Scouting Northwestern's dynamic duo

Louie Vaccher, Publisher
Wildcat Report

What a week it was for Northwestern basketball.

The Wildcats picked up two Rivals150 players last week when point guard Jordan Lathon and forward Pete Nance committed within a span of four days. Northwestern carried the momentum of making the first NCAA Tournament in school history onto the recruiting trail, making a big national splash with the first two commits of the 2018 class.

It certainly got the attention of Rivals’ basketball recruiting staff.

“Together, the duo is a fantastic start for (head coach) Chris Collins in 2018,” said Rivals national basketball recruiting analyst Corey Evans. “They not only picked up two very talented prospects but also found two ballplayers that will buy into their culture and also display excellent intangibles and character traits.”

Eric Bossi, who runs Rivals basketball recruiting, added, “They've been steadily building up their recruiting and after making their first NCAA Tournament last season, they are cashing in. Also, moving forward it's great to have two guys like this in your back pocket when chasing after other targets like Talen Horton-Tucker and Miller Kopp."

We asked Bossi and Evans – two analysts that have watched both new Wildcats play in person – their thoughts on the Wildcats shiny, new commits.

Jordan Lathon


Lathon, a three-star, 6-foot-4 lead guard from Grandview (Mo.) ranked 128th in the nation, is slated to replace star Bryant McIntosh, who graduates after the upcoming 2017-18 season.

Bossi thinks that Lathon, who chose Northwestern over Illinois, Butler, Iowa State and Wake Forest, among others, has the skills to one day take over for McIntosh as Northwestern’s lead guard, a guy who can both distribute the ball and score.

"Jordan Lathon is a kid that I've had an opportunity to watch up close because I live in Kansas City where he's from.

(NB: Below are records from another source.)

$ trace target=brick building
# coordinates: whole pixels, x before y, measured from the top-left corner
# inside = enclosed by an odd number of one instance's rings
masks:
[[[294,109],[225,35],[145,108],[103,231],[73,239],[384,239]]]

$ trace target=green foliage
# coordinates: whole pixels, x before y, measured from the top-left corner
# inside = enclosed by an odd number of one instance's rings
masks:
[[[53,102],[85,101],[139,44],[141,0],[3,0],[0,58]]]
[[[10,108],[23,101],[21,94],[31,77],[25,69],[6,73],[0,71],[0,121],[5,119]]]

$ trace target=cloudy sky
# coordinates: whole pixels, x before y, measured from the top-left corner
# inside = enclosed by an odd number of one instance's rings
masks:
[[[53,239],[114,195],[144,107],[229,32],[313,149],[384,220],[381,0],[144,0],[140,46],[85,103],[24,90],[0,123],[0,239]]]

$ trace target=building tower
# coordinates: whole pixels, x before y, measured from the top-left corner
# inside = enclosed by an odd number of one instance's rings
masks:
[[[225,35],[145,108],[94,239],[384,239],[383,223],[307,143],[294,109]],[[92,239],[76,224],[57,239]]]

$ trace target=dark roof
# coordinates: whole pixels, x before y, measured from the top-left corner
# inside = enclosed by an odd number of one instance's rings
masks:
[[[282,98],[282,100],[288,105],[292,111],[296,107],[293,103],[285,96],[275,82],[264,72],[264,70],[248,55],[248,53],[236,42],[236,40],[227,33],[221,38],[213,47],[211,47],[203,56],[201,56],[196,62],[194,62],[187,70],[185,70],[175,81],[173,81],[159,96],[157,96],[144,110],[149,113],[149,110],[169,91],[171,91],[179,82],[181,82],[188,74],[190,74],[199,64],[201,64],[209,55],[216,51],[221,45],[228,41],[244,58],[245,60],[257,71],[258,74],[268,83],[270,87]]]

He has all of the physical attributes that you look for in terms of size and athleticism and he's kid that I think will be able to play both the point and shooting guard positions," said Bossi.

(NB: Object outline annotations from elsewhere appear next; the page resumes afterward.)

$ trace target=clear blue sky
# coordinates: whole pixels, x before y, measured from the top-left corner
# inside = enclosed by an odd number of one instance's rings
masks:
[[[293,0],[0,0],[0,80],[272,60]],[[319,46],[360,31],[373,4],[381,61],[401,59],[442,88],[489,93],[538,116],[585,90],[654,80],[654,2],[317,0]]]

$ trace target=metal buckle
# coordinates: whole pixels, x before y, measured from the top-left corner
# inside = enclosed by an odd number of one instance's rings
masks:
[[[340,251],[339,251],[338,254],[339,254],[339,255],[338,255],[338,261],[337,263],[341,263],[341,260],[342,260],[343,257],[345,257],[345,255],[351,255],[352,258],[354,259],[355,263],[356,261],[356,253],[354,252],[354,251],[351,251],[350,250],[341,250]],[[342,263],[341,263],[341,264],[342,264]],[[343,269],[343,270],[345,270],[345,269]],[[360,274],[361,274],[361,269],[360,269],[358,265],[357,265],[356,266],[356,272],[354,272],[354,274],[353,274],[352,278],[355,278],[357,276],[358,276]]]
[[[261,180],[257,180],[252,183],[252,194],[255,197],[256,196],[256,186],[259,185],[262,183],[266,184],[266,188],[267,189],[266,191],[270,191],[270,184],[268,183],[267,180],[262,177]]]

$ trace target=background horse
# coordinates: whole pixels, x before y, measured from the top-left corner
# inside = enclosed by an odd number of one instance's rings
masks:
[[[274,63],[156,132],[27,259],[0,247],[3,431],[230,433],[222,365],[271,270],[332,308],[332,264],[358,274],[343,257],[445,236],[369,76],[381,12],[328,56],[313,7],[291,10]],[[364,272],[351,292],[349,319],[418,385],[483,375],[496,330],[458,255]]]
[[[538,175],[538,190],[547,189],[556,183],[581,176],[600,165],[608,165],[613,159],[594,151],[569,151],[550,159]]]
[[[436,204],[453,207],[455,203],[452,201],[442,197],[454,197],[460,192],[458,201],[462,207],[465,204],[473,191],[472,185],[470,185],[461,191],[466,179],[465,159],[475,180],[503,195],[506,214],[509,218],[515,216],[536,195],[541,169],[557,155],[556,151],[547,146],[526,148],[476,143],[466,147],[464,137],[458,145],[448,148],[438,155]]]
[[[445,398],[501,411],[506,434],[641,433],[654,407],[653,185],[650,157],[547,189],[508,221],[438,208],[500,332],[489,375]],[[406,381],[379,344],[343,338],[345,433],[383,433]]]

"What's impressed me the most about Jordan has been his development and maturation as a player and person. He's really figured out how to let his game do his talking for him and he's learned to focus on the things that he can control while getting in the gym and polishing his game. As a result, his jump shot, decision making and ball handling have all improved."

Evans thinks that Lathon will continue his development at the next level.

“Lathon is a tough and competitive guard that has become a better athlete within recent years,” said Evans. “He can be leaned upon for his scoring abilities as he can convert from each level on the floor. Lathon is the type of prospect that should continue to improve each year at Northwestern. Seeing that Bryant McIntosh is entering his last year of eligibility, Lathon will have to become a better facilitator and decision maker.”

Pete Nance


Nance, from Arkon (Ohio) Revere, is the highest-rated recruit of Chris Collins’ career in Evanston. The 6-foot-8 forward is ranked No. 39 in the nation and chose Northwestern over finalists Michigan and Ohio State, among others.

Long and athletic, Nance has shooting range and a skill set unusual for a big man. He also has NBA bloodlines as the son of former NBA player Larry Nance and brother of Larry Nance Jr., who currently plays for the Los Angeles Lakers.

"With Pete Nance, it's all about the upside,” said Bossi. “He's got great size, he's got some long arms and he is a good athlete who plays a skill-based game. Combine that with the knowledge that his father played in the NBA, that his brother was a late-bloomer who made the NBA and it's hard not to think he has a huge upside.

"Nance hasn't been exposed to a lot of elite competition just ye,t and the times he has played against it his production has been a bit inconsistent. But, the key with Nance is about where he will be two or three years from now and not where he is today."

Evans agrees.

“Nance is a tremendous addition with his best ball way ahead of him. Getting stronger is a major need and so is developing more of a back to the basket game,” he said. “Not a super explosive athlete like his brother, Nance still is a fluid one that can produce in the open floor but is actually best served in a point-forward capacity. He has an excellent feel for the game and is a tremendous passer of the ball out of high-ball screen sets.”